Aquel que tiene por bien comenzar a amar a Dios, aquel que tiene por bien el dedicarse a hallar el reino por venir, aquel que tiene por bien padecer a causa de sus faltas del pasado, aquel que tiene por bien aceptar con seriedad los pensamientos sobre el castigo y juicio eternos, aquel que tiene por bien aceptar el temor de su propia muerte, aquel es alguien que ya no ama más, ni se preocupa más ni se impacienta por nada más: ni por el dinero ni por las posesiones materiales, ni por sus padres ni por la gloria de esta vida, ni por sus amigos ni por sus hermanos.

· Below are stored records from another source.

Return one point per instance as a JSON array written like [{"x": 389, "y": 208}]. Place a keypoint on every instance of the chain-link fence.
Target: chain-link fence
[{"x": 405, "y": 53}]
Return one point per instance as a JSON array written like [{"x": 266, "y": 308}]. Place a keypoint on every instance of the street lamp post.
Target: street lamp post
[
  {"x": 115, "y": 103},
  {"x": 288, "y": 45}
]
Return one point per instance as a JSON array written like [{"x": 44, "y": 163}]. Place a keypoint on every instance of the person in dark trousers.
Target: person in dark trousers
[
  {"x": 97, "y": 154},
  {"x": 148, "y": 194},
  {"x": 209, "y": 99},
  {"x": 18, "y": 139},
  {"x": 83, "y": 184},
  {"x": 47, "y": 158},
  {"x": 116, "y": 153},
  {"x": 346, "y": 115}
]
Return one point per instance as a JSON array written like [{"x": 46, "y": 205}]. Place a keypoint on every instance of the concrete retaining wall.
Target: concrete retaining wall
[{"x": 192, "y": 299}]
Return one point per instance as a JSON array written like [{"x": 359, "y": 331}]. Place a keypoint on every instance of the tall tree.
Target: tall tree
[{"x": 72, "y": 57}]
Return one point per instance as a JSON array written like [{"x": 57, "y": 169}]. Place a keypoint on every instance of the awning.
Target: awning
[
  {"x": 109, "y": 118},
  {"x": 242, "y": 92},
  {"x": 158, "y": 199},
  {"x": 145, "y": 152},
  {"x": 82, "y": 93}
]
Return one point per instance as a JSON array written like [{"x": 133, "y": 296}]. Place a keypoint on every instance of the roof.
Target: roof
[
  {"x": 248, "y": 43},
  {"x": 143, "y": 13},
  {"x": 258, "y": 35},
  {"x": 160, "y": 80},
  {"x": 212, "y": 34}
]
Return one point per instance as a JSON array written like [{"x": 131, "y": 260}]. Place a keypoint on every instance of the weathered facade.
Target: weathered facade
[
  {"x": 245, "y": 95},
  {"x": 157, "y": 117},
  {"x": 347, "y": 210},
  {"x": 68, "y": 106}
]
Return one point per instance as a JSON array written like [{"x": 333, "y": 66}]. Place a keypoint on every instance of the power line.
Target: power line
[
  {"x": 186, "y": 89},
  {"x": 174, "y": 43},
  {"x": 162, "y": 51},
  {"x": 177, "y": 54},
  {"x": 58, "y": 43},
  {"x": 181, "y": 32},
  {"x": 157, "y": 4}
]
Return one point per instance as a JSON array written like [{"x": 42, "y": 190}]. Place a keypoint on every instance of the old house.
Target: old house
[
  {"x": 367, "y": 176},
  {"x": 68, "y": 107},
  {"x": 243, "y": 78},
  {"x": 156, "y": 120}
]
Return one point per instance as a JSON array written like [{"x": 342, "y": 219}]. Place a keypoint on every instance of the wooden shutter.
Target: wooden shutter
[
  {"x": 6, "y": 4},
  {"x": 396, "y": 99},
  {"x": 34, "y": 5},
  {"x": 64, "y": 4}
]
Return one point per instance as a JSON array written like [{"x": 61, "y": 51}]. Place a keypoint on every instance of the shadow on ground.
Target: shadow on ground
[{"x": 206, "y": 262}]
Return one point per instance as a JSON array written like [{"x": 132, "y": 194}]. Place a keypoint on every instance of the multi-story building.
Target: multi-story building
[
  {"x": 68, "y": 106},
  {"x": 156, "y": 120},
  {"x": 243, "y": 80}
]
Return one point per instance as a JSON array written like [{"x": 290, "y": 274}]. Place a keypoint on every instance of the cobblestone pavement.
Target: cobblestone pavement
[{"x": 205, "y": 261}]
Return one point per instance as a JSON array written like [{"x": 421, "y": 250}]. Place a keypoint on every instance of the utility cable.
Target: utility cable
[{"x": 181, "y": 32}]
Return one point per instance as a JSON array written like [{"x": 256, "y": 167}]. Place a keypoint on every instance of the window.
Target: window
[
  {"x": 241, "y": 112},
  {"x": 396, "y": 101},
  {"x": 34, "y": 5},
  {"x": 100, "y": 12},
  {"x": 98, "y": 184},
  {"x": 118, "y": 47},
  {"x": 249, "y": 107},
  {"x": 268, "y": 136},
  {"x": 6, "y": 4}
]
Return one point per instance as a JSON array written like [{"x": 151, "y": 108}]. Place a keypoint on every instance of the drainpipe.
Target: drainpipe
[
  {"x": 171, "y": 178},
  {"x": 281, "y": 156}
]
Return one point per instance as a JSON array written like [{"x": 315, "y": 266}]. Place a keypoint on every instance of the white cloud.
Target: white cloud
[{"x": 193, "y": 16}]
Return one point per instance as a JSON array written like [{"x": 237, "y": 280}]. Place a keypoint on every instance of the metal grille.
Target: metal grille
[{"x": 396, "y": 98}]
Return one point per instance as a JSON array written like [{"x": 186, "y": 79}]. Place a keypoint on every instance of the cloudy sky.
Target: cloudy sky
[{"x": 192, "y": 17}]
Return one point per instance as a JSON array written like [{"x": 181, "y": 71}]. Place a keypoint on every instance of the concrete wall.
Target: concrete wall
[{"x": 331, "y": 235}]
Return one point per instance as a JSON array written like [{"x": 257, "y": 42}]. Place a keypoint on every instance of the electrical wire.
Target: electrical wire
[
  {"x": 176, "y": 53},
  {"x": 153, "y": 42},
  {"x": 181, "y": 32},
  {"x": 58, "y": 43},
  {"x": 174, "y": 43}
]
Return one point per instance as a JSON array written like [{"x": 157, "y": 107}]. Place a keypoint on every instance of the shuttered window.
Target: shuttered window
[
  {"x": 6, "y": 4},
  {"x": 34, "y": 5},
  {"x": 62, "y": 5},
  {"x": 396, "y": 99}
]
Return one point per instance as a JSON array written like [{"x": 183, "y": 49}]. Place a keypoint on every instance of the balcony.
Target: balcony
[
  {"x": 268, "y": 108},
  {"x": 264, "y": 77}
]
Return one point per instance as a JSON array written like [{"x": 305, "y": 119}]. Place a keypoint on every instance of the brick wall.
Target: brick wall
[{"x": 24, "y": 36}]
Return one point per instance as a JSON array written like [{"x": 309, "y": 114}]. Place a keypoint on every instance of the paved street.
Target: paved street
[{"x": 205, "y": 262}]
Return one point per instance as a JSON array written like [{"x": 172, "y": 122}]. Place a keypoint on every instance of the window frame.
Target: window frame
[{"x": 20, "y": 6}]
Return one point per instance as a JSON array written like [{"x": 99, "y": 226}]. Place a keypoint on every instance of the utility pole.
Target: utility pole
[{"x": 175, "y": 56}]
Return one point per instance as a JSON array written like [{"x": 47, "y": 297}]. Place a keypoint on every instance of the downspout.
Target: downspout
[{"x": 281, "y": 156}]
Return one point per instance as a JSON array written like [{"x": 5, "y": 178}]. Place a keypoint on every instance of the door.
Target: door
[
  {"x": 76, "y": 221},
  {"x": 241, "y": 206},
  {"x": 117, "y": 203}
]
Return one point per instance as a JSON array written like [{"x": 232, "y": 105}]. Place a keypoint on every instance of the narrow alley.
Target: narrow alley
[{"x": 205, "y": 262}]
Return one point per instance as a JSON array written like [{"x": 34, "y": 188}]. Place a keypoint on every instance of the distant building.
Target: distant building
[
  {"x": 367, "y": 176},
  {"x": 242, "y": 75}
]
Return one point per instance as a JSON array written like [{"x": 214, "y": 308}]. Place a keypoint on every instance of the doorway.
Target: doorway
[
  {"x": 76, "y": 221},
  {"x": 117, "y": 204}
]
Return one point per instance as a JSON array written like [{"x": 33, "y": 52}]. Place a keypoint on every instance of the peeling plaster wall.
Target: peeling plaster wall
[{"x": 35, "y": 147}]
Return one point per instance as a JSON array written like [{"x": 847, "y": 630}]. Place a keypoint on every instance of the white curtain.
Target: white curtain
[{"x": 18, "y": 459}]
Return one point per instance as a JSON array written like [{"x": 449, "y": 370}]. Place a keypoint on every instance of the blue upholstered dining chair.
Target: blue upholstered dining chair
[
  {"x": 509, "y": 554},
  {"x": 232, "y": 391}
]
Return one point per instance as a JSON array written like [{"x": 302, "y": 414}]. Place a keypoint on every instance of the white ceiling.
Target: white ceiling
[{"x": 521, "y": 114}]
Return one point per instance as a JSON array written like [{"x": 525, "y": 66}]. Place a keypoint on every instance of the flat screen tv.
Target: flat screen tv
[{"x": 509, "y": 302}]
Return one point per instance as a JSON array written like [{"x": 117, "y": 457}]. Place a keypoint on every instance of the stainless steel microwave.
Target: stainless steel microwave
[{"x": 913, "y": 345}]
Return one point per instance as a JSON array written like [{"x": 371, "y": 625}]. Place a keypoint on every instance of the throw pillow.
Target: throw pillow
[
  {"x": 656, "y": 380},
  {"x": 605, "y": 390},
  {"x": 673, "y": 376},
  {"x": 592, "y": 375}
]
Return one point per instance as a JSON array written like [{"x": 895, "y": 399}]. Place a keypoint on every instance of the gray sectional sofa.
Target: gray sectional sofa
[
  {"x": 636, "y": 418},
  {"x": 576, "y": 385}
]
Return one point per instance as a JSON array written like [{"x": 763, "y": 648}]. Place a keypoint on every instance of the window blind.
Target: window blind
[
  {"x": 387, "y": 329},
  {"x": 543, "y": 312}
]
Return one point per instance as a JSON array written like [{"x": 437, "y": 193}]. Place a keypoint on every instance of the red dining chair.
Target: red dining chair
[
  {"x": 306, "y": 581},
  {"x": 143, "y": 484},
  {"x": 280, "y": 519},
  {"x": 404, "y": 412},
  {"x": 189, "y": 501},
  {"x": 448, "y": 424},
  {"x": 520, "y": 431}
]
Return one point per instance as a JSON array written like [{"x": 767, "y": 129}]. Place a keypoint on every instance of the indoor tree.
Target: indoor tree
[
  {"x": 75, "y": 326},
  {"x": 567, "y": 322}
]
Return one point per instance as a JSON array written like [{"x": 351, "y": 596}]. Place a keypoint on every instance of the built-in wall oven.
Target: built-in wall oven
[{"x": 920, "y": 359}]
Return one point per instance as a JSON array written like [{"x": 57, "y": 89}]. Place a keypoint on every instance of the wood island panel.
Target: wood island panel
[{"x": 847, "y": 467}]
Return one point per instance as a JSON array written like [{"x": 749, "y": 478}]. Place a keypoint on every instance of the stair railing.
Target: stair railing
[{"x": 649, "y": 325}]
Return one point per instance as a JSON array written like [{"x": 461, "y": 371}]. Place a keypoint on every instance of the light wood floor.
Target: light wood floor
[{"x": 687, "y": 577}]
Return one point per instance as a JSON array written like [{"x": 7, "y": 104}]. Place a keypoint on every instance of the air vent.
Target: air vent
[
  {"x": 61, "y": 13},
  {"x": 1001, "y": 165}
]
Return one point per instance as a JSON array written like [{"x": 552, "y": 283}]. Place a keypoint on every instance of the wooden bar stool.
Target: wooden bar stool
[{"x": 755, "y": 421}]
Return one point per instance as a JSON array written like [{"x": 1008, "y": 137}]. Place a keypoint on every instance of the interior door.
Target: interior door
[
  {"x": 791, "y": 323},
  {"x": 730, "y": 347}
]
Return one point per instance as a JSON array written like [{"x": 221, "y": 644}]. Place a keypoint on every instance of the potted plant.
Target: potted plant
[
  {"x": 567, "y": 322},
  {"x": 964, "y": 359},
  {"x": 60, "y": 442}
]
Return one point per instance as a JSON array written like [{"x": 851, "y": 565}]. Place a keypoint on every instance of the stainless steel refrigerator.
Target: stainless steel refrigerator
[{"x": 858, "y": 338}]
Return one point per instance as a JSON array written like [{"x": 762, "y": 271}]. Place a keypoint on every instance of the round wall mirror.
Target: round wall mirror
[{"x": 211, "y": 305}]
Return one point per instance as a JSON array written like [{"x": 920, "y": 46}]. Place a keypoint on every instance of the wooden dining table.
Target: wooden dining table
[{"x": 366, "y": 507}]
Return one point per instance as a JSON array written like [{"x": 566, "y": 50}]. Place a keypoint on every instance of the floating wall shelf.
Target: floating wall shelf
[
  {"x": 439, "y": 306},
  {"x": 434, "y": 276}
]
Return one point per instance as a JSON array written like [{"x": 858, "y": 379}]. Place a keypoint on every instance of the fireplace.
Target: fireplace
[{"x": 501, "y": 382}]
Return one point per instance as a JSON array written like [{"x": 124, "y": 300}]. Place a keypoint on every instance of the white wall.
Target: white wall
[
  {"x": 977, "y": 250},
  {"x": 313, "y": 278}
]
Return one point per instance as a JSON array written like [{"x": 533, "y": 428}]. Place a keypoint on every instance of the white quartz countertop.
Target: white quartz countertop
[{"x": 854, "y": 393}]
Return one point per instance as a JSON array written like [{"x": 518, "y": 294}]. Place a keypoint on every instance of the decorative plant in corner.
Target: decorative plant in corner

Toda relación, todo interés por estas cosas las ha alejado de sí y las rechaza; más aún su propia carne. A todas estas cosas las ha descartado y está desprovisto de toda preocupación, de tal manera que puede avanzar alegremente tras los pasos de Cristo. Y lo hace teniendo sus ojos siempre elevados al cielo, en donde espera lo seguro, según lo dijo un santo: “Mi alma está adherida a ti” [Sal. 62:9]; y según también otro autor memorable: “Señor, no me he cansado de seguirte, no deseo parar ni un día ni tampoco quiero el descanso del hombre” [94].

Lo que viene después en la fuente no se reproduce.